5. Perspectiva Educacional

O campo educacional tem papel central na prevenção dos danos causados pelo mau uso das redes sociais. Não basta apenas restringir o acesso ou punir condutas abusivas; é necessário formar cidadãos digitais conscientes.

Essa formação envolve:

•Educação midiática: ensinar a identificar fontes confiáveis e verificar a veracidade das informações.

•Consciência ética: compreender o impacto real de um post, comentário ou compartilhamento.

•Habilidades socioemocionais: desenvolver empatia e responsabilidade no trato virtual.

Paulo Freire já advertia:

“Ensinar exige compreender que a educação é uma forma de intervenção no mundo.” (FREIRE, 1996)

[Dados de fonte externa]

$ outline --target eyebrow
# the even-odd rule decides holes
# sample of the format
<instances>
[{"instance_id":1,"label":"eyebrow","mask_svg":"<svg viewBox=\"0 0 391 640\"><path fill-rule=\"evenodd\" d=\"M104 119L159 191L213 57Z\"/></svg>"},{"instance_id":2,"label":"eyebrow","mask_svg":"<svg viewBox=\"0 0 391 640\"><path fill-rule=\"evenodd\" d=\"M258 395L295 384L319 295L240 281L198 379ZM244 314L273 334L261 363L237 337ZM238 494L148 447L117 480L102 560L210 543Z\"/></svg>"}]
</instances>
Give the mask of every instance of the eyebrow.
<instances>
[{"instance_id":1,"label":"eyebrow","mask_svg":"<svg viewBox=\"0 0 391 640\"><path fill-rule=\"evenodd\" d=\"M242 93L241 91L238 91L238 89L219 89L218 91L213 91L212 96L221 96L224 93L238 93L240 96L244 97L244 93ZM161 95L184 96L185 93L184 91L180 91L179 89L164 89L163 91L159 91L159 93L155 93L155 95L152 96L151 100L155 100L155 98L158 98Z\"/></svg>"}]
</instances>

No contexto atual, essa intervenção precisa incluir a alfabetização digital crítica, preparando indivíduos para navegar no ambiente virtual sem se tornarem vítimas — ou agentes — da manipulação e da violência online.

Conclusão

As redes sociais são ferramentas poderosas e irreversíveis na vida moderna, capazes de promover inclusão, comunicação e transformação social. Contudo, o mau uso dessas plataformas pode gerar danos profundos e duradouros.

O impacto negativo manifesta-se em diversas dimensões:

1.Na esfera informacional, pela manipulação de fatos e disseminação de notícias falsas.

2.Na esfera psicológica, pelo aumento da ansiedade, depressão e baixa autoestima.

3.Na esfera jurídica, pelo crescimento das disputas judiciais decorrentes de ofensas e exposições indevidas.

Diante disso, o enfrentamento desse problema exige ação conjunta entre:

•Estado, por meio de leis claras e aplicação efetiva das sanções.

•Sociedade civil, na promoção de um ambiente digital ético e respeitoso.

•Indivíduos, no exercício consciente de seu papel como produtores e consumidores de conteúdo.

Como alerta Marinoni, a preservação da verdade e da dignidade humana é dever coletivo. No mundo digital, onde as palavras circulam em velocidade imensurável, essa responsabilidade torna-se ainda mais urgente.